After spending five years in government displaying only a faint interest in investing in ordinary people, David Cameron has suddenly demonstrated his caring side with prison reform.

By ‘investment’, I mean building for the future by borrowing if necessary, cash at the right rate of interest and using it to improve the environment by making savings larger than the borrowing costs to pay off the loans.

‘Savings’ means reducing costs which might otherwise be incurred through poor roads or poor health for example.

What is putting cash into the items above if it isn’t investment?

How else would we have acquired the NHS, utilities and railways for instance?

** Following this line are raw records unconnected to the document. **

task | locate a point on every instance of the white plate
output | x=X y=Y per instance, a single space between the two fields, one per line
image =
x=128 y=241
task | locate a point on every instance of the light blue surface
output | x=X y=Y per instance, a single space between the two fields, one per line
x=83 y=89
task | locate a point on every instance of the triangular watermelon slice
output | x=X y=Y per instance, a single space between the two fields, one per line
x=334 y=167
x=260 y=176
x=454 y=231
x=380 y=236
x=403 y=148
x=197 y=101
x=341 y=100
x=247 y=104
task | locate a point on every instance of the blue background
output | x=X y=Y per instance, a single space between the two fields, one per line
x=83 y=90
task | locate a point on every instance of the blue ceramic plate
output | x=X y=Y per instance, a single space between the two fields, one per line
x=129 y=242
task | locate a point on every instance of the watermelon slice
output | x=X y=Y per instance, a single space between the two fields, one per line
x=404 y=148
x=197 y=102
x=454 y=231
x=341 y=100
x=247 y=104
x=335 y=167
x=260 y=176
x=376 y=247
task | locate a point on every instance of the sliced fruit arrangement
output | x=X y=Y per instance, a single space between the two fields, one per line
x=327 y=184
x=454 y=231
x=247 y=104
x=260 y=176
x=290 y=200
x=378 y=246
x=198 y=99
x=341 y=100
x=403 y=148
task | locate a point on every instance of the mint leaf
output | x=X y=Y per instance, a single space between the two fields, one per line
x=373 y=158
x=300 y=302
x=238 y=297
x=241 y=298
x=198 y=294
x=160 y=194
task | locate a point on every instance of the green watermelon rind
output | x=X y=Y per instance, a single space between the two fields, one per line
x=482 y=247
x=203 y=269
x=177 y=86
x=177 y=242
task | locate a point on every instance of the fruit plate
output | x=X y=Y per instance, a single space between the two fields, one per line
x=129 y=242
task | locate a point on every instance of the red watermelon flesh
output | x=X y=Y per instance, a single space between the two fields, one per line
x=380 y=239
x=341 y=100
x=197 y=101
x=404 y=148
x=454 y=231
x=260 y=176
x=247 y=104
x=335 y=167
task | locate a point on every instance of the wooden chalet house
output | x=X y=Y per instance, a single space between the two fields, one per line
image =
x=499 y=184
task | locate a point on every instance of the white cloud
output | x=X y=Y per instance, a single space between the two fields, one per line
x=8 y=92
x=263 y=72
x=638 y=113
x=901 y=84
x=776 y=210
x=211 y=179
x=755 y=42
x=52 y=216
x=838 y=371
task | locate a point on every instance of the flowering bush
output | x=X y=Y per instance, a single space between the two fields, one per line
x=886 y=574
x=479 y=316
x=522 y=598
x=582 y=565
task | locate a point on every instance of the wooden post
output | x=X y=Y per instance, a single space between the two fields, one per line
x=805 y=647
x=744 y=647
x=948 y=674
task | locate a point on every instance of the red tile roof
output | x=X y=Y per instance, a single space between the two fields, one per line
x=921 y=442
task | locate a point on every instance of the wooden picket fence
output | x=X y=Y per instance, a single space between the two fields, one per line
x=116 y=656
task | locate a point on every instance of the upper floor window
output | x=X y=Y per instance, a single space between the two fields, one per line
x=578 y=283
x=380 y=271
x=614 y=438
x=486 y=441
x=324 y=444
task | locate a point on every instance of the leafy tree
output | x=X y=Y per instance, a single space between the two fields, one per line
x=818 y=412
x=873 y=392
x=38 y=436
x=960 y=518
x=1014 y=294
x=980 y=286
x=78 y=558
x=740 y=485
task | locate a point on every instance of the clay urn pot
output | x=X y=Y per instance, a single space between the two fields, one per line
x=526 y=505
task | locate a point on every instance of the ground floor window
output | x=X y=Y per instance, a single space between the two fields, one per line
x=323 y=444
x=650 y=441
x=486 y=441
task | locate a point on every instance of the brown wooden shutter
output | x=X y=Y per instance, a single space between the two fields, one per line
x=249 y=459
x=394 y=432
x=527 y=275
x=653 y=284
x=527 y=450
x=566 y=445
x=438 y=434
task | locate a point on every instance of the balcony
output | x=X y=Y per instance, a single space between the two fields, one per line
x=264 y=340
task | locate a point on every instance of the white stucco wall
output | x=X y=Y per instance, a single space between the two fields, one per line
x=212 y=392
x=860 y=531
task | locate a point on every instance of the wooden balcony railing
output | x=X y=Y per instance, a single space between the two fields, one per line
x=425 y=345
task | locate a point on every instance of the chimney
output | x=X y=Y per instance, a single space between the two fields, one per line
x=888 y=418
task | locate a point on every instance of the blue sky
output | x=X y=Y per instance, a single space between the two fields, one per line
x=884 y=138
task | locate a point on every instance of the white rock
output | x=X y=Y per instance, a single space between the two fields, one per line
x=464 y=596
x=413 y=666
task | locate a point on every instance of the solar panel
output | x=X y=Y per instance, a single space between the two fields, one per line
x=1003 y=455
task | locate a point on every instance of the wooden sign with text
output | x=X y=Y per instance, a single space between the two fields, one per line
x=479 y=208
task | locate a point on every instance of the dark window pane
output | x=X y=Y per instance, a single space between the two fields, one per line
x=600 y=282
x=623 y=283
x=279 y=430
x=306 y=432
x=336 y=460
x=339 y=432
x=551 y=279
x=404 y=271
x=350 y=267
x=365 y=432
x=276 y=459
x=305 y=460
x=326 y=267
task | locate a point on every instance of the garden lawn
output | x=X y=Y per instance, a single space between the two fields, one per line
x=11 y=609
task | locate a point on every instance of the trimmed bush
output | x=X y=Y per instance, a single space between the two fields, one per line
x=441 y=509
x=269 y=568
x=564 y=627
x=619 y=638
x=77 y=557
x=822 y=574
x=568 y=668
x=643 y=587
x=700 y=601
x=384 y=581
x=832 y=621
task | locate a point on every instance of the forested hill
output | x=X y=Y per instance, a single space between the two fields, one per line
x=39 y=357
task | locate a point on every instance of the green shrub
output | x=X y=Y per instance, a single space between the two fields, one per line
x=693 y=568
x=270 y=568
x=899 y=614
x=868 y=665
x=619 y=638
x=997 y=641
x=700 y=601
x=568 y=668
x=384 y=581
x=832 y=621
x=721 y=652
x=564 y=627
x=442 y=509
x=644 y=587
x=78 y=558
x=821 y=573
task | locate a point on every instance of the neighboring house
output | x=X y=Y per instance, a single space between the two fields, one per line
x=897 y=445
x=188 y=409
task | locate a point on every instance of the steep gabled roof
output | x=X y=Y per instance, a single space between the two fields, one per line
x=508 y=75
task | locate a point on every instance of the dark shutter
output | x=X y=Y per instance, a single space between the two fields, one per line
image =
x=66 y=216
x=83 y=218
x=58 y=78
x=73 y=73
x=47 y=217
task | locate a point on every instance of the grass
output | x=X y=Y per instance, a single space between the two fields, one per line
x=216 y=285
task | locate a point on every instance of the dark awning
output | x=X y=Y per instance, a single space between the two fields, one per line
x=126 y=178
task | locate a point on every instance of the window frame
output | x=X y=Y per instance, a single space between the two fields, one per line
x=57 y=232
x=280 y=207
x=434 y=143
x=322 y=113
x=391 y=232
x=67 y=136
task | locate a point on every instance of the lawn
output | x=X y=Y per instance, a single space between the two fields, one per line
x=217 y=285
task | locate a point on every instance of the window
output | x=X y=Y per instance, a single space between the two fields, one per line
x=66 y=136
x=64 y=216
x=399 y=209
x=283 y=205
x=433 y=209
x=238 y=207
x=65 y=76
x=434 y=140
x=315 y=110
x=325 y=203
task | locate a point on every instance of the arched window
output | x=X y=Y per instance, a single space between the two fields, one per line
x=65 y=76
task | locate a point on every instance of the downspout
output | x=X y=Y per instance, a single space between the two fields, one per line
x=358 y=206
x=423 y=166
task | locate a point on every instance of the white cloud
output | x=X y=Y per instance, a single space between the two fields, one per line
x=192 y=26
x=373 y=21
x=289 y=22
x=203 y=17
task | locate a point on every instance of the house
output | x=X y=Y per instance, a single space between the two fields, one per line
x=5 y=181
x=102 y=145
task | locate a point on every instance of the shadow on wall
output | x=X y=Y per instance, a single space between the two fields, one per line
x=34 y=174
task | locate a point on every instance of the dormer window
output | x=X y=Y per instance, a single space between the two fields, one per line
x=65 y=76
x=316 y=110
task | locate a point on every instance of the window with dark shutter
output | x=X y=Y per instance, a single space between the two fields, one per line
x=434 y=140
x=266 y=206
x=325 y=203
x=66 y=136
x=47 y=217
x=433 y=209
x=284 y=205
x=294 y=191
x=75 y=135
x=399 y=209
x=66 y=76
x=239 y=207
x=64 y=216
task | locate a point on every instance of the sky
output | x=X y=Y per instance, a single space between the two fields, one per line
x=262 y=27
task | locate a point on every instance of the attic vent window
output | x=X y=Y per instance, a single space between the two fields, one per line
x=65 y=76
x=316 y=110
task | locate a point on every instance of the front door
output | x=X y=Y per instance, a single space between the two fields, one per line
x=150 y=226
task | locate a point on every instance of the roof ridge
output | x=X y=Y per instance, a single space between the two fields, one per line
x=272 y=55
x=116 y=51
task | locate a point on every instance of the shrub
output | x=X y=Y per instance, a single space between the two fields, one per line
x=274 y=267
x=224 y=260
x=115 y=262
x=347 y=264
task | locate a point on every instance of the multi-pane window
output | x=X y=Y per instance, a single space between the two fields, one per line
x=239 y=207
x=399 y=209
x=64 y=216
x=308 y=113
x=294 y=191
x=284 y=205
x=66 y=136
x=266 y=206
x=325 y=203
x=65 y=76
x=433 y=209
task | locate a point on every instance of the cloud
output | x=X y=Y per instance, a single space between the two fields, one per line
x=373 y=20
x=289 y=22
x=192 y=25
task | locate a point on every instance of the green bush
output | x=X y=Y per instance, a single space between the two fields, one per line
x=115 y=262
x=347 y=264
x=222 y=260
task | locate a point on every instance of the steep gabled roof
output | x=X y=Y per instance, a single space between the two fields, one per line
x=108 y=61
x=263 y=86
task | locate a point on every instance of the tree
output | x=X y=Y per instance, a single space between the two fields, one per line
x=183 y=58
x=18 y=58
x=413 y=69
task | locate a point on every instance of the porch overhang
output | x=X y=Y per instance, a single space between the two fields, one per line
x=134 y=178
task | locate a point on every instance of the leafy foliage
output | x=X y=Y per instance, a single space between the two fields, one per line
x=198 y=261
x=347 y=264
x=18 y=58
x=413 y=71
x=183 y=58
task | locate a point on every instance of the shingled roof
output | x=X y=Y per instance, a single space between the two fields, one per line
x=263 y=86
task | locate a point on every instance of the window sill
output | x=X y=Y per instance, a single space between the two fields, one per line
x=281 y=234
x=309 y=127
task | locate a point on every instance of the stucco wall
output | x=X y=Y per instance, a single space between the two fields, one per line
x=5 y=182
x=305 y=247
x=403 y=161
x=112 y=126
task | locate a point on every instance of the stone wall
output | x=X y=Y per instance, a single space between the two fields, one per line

Whilst I support anything which reduces recidivism and helps to make positive changes to convicts’ lives which are blighted not only by the mistakes they have made but exacerbated by their negative spells in prison, there seems to be an irony in the situation. The Prime Minister aims to invest in our penal system which is manifestly unfit for purpose . But, for some time he has been showing this benevolent side of his nature to other elements of our society; the excessively rich he rewards with ‘sweeties’ of various descriptions and the increasing number of corporations which are allowed to avoid their moral, if not legal requirement, to pay their taxes.

I’m not sure that letting firms off paying tax on some £23 trillion in the Caymans quite fits the term ‘investment’ since it is our money they are ‘stealing’ but it seems that criminals and tax avoiders have something in common which entitles them to be helped somewhat while workers who struggle on zero-hours contracts and those who cannot both feed their families and pay their rent, are now viewed metaphorically in comparison, as worthless good-for-nothings.

To illustrate this, George Osborne runs the economy with the sensitivity of a sledgehammer. With interest rates lower than they have ever been, he ignores the fact that roads don't repair themselves, sick and poor citizens can't heal themselves and borrowing is cheap. The only hope may rest in their being reclassified by Iain Duncan Smith as either criminals or tax avoiders and get treated nicely like them.